Update: as it turns out, this is a voting system problem, which is a difficult but well-studied topic. Potential solutions include Ranked Pairs (complicated) and BestThing (simpler). Thanks to everyone for helping me think this through out loud, and for reminding me to kill flies with flyswatters instead of bazookas.
I'm working on a problem that I believe involves Bayes, I'm new to Bayes and a bit rusty on statistics, and I'm having a hard time figuring out where to start. (EDIT: it looks like set theory may also be involved.) Your help would be greatly appreciated.
Here's the problem: assume a set of 7 different objects. Two of these objects are presented at random to a participant, who selects whichever one of the two objects they prefer. (There is no "indifferent" option.) The order of these combinations is not important, and repeated combinations are not allowed.
Basic combination theory says there are 21 different possible combinations: (7!) / ( (2!) * (7-2)! ) = 21.
Now, assume the researcher wants to know which single option has the highest probability of being the "most preferred" to a new participant based on the responses of all previous participants.

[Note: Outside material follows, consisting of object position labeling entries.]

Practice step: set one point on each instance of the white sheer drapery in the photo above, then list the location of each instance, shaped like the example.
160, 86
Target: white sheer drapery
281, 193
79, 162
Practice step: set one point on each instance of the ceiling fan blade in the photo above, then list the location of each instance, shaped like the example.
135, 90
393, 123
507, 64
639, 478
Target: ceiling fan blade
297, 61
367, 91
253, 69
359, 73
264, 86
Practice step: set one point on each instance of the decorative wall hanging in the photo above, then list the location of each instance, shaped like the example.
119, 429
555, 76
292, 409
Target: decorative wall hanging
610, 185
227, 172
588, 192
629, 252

To complicate matters, each participant can leave at any time, without completing the entire set of 21 responses. Their responses should still factor into the final result, even if they only respond to a single combination.

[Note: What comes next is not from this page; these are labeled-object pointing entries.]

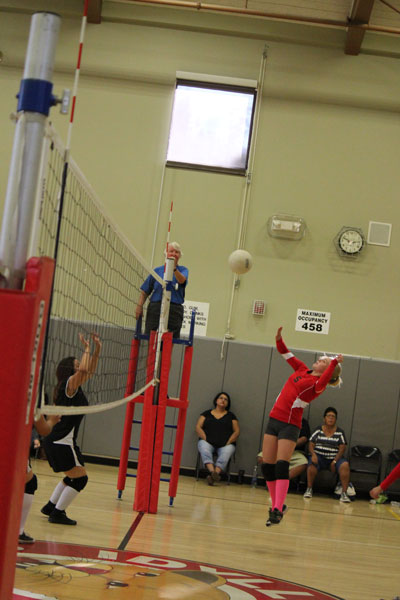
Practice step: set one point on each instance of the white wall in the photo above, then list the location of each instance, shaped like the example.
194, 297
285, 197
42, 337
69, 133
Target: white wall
327, 151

At the beginning of the study, there are no priors. (CORRECTION via dlthomas: "There are necessarily priors... we start with no information about rankings... and so assume a 1:1 chance of either object being preferred.) If a participant selects B from {A,B}, the probability of B being the "most preferred" object should go up, and A should go down, if I'm understanding correctly.

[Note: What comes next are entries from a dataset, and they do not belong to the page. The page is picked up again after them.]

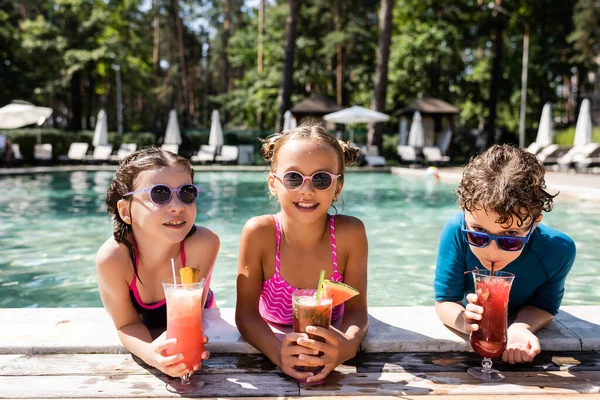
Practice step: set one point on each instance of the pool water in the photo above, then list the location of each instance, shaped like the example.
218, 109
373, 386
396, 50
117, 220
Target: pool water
52, 225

NOTE: Direct ranking of objects 1-7 (instead of pairwise comparison) isn't ideal because it takes longer, which may encourage the participant to rationalize. The "pick-one-of-two" approach is designed to be fast, which is better for gut reactions when comparing simple objects like words, photos, etc.
The ideal output looks like this: "Based on ___ total responses, participants prefer Object A. Object A is preferred __% more than Object B (the second most preferred), and ___% more than Object C (the third most preferred)."
Questions:
1. Is Bayes actually the most straightforward way of calculating the "most preferred"? (If not, what is? I don't want to be Maslow's "man with a hammer" here.)
2. If so, can you please walk me through the beginning of how this calculation is done, assuming 10 participants?
Thanks in advance!
I don't understand what Alice et al. are analogous to.
The described experimental setting has 21 ordered pairs of objects, each of them having a preference strength S defined as proportion of people who prefer the first object to the second one.
Either we begin with maxent prior, that is p(S) uniform on interval (0,1) for each pair, and each observation updates only the corresponding pair. Or, if we want to be fully general, we could work with a 21-dimensional distribution p(S1,S2,...,S21); begin again with uniform maxent prior and update accordingly. Given the restricted set of observations (only pairwise preference expressions) both ways are equivalent: the distribution p(S1,...,S21) will always remain separable, equal to p1(S1)p2(S2)...p21(S21). In this sense there is no revealed correlation: knowing that a person prefers object O3 to O6 doesn't tell us anything about probability of her preference of O1 over O7. However, post-experiment there will still be a non-maxent posterior for preference between O1 and O7. The sentences
as I have interpreted them (i.e. "with maxent prior, we never learn anything about the preferences") are therefore false.
We will know with certainty the preferences of the people asked. We will have no knowledge of the preferences of people we didn't.